Separability Membrane: 3D Active Contour for Point Cloud Surface Reconstruction
Gulpi Qorik Oktagalu Pratamasunu, Guoqing Hao, Kazuhiro Fukui
TL;DR
The paper tackles robust 3D surface reconstruction from unstructured point clouds by introducing Separability Membrane, a 3D active contour that deforms a cubic B-spline surface to maximize the separability between inner and outer regions of the object via Fisher ratio. It defines point separability directly on augmented point clouds, integrates multiple attributes with weighted separability, and uses a dynamic membrane that adaptively adjusts control points and sampling during optimization, all without training data or voxelization. The method is validated on synthetic data and the 3DNet dataset, showing strong robustness to noise and outliers and superior performance relative to traditional and learning-based baselines.

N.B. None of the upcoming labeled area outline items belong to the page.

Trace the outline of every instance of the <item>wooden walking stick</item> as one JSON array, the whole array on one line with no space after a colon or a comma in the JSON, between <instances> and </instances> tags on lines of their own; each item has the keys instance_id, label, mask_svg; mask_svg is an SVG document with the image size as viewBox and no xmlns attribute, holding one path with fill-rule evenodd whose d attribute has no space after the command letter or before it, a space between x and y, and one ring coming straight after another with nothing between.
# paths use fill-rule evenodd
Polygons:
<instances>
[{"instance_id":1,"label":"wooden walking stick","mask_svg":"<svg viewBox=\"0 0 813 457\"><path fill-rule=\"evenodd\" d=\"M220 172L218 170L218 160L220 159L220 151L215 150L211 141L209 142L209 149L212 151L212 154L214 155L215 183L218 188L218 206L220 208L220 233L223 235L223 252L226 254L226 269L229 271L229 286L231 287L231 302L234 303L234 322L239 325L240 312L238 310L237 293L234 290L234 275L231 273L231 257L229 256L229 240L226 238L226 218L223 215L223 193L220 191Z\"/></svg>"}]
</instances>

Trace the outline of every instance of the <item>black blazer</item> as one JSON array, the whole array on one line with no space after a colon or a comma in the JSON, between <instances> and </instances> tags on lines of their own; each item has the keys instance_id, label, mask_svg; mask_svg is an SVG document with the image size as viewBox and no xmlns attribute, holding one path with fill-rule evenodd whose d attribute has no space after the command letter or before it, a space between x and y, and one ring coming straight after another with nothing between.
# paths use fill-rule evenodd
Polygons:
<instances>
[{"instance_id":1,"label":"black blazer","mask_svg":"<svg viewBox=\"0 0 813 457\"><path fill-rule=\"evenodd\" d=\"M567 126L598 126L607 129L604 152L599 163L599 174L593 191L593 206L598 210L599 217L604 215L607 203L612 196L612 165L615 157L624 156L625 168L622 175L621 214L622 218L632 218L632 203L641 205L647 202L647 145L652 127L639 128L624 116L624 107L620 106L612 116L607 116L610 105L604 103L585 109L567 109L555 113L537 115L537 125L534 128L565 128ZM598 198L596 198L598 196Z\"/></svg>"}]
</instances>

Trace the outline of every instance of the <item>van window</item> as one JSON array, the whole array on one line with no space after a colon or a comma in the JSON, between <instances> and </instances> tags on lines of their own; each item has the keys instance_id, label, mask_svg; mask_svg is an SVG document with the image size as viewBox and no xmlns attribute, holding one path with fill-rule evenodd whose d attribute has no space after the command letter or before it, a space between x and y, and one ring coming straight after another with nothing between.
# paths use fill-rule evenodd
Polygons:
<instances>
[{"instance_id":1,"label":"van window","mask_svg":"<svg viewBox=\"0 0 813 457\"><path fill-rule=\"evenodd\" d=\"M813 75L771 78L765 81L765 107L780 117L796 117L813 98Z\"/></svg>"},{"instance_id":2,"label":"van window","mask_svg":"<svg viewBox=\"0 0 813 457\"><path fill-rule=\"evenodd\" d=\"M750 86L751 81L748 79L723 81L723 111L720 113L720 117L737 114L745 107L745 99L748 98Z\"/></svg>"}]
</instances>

This unsupervised framework offers a scalable and flexible alternative for point-cloud surface reconstruction with potential extensions to real-time processing and higher-dimensional data.
Abstract
This paper proposes Separability Membrane, a robust 3D active contour for extracting a surface from 3D point cloud object. Our approach defines the surface of a 3D object as the boundary that maximizes the separability of point features, such as intensity, color, or local density, between its inner and outer regions based on Fisher's ratio. Separability Membrane identifies the exact surface of a 3D object by maximizing class separability while controlling the rigidity of the 3D surface model with an adaptive B-spline surface that adjusts its properties based on the local and global separability. A key advantage of our method is its ability to accurately reconstruct surface boundaries even when they are ambiguous due to noise or outliers, without requiring any training data or conversion to volumetric representation. Evaluations on a synthetic 3D point cloud dataset and the 3DNet dataset demonstrate the membrane's effectiveness and robustness under diverse conditions.